The Andean nation is attempting to increase crude production to raise more income and has on multiple occasions broken its output quota fixed by OPEC.
“The decision is based on the issues and internal challenges that the country must take on related to fiscal sustainability,”the energy ministry said in a statement, without providing further details.
“This measure is in line with the national government’s plan to reduce public spending and generate new income,” it added.
Ecuador produces about 545 000 barrels per day|(bpd) of crude, but is struggling with tight liquidity because of a wide fiscal deficit and hefty foreign debt.
It reached a $4.2 billion deal with the International Monetary Fund in February which allowed it to receive an immediate disbursement of $652 million and opened the door for an additional $6 billion in loans.
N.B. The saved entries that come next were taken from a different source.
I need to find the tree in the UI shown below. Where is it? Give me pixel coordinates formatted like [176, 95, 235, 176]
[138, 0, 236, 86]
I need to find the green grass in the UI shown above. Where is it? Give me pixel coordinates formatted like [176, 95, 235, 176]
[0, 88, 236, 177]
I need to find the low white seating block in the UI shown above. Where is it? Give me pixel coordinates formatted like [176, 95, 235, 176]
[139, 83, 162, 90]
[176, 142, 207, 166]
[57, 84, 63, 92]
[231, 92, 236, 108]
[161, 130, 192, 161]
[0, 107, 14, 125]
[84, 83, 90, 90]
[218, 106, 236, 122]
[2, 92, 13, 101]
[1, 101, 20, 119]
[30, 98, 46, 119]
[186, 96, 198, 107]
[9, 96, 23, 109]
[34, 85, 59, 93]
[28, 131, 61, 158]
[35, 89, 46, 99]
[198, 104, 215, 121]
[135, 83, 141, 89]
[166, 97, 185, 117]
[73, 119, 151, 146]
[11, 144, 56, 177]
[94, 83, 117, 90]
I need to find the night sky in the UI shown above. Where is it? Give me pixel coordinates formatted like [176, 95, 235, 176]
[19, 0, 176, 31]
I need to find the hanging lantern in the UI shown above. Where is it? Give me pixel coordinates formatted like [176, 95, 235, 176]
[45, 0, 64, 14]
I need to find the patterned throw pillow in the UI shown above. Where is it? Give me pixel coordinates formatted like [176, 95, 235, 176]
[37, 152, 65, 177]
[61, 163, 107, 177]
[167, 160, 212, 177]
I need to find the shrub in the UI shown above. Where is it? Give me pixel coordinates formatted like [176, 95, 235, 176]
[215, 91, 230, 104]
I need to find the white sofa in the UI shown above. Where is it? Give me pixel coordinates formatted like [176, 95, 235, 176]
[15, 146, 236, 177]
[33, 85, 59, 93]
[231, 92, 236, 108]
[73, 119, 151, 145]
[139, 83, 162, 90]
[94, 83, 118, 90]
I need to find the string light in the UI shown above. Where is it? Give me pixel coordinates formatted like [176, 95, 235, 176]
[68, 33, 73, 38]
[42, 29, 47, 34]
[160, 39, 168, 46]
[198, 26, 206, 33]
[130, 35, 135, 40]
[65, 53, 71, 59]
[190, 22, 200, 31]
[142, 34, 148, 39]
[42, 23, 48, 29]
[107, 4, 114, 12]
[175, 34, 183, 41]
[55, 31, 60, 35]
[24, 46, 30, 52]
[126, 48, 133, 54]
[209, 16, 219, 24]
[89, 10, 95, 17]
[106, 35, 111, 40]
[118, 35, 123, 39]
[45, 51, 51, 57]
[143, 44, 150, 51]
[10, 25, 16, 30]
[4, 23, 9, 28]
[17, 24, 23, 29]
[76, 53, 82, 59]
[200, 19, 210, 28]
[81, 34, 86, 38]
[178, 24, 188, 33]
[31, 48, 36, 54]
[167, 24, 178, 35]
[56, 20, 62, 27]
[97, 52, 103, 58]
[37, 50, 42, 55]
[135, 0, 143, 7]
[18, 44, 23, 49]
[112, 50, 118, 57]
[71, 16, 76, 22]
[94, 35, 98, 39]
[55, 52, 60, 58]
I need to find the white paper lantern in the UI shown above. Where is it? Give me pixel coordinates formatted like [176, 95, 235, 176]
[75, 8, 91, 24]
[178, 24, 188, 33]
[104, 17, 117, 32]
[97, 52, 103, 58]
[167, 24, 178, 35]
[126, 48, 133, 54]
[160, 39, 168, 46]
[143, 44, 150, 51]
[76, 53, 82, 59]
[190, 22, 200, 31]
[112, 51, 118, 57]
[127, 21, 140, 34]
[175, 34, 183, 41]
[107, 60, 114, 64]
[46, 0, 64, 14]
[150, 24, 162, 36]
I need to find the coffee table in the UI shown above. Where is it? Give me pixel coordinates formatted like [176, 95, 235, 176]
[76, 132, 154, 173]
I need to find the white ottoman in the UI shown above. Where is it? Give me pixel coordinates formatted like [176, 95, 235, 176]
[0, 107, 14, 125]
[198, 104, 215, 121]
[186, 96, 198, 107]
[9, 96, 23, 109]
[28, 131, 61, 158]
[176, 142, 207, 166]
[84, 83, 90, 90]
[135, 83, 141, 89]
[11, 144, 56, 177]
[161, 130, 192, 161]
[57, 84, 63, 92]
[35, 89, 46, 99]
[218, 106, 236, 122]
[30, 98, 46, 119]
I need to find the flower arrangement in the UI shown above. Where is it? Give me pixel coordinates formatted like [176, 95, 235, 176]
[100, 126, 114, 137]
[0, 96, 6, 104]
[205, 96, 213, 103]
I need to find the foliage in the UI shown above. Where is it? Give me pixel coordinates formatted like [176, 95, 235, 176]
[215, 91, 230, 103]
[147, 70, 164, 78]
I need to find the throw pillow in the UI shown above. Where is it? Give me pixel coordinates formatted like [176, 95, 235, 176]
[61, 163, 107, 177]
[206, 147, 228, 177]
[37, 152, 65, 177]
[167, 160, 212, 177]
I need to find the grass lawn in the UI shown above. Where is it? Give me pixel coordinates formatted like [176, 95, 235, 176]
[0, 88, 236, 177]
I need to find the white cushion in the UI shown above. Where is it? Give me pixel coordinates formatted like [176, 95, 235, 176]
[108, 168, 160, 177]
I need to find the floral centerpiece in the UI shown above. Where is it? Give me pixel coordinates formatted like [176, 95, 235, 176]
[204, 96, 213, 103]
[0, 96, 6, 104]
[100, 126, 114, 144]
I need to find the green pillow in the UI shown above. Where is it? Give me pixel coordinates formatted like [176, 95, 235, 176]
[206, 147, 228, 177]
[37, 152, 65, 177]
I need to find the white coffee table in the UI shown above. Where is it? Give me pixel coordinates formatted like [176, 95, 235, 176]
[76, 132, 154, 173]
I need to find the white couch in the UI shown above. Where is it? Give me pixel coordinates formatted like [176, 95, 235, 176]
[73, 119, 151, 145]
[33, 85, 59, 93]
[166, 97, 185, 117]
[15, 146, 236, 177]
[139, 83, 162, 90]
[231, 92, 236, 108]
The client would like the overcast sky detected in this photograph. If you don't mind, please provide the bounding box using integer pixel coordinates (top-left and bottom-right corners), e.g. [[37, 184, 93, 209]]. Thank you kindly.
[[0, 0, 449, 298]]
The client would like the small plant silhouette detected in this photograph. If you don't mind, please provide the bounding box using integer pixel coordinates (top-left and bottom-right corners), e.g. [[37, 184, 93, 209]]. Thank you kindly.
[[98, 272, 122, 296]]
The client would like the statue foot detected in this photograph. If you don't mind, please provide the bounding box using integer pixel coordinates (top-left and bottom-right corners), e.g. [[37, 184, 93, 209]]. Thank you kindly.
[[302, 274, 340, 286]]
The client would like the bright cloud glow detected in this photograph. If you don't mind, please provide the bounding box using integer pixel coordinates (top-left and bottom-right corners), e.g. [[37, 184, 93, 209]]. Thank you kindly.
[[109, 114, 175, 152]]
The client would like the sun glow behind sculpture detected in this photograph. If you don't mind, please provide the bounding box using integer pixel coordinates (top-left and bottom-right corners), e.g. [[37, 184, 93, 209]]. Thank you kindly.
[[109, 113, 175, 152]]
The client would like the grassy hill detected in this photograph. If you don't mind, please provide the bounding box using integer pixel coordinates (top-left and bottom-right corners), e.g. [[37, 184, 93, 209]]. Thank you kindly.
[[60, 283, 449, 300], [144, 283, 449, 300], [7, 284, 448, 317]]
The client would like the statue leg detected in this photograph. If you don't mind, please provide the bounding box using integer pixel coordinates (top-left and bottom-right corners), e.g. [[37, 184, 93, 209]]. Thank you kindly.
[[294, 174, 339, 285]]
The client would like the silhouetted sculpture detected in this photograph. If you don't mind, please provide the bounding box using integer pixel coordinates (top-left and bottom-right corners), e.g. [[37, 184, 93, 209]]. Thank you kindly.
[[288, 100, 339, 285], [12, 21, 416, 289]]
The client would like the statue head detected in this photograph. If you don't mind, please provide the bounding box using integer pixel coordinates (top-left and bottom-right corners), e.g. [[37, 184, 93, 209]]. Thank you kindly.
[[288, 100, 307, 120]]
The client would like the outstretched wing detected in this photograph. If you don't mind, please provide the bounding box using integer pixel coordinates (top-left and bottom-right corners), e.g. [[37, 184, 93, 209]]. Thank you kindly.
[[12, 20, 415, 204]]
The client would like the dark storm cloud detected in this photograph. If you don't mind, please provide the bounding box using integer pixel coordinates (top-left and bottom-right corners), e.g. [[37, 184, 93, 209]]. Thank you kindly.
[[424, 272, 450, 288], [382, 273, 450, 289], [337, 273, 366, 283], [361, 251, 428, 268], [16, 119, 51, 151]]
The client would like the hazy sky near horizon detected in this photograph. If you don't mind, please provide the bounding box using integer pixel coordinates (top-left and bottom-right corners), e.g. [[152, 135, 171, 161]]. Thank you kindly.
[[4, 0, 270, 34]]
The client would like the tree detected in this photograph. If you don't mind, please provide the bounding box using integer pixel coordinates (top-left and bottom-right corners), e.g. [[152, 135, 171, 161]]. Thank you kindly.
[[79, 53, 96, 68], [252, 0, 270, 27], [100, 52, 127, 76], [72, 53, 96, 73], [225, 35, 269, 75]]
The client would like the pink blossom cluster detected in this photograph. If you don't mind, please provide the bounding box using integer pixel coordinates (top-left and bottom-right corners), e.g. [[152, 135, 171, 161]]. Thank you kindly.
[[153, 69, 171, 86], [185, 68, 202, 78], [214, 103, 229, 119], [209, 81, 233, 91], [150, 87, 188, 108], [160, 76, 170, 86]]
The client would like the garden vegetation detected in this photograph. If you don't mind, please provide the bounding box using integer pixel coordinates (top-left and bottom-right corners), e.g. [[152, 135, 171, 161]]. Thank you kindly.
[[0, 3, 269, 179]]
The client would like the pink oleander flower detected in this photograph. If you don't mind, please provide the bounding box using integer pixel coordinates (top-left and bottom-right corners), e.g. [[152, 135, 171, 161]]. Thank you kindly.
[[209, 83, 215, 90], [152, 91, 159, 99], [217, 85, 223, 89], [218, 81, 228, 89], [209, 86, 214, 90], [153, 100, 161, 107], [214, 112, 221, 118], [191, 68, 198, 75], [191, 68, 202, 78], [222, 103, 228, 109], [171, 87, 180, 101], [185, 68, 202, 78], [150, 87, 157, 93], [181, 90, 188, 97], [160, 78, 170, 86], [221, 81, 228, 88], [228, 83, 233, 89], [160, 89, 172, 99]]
Despite its decision to leave OPEC, Ecuador will continue to support efforts to stabilize the world oil market, the ministry’s aid.
OPEC, Russia and other producers have since January 1 implemented a deal to cut output by 1.2 million bpd. The alliance, known as OPEC+, in July renewed the pact until March 2020.
Ecuador had in February asked OPEC for permission to produce above its quota but the government never confirmed whether the organization responded to the request.
The country’s exit will cause barely a ripple for OPEC, the organization’s former secretary general told Reuters.
“This won’t cause any problem for OPEC,” said Rene Ortiz, who is also a former Ecuador energy minister. “This is more a political issue.”
Ecuador joined OPEC in 1973, withdrew in 1992, then rejoined in 2007. Other small former OPEC members have also left the organization for fiscal reasons. Indonesia suspended membership in 2016 as it sought to increase oil exports.
In a bid to combat debt, President Lenin Moreno has implemented market-friendly policies and begun an austerity plan that includes layoffs of workers at state-owned companies and cuts to gasoline subsidies.
The plan also includes efforts to find private operators for state-owned firms.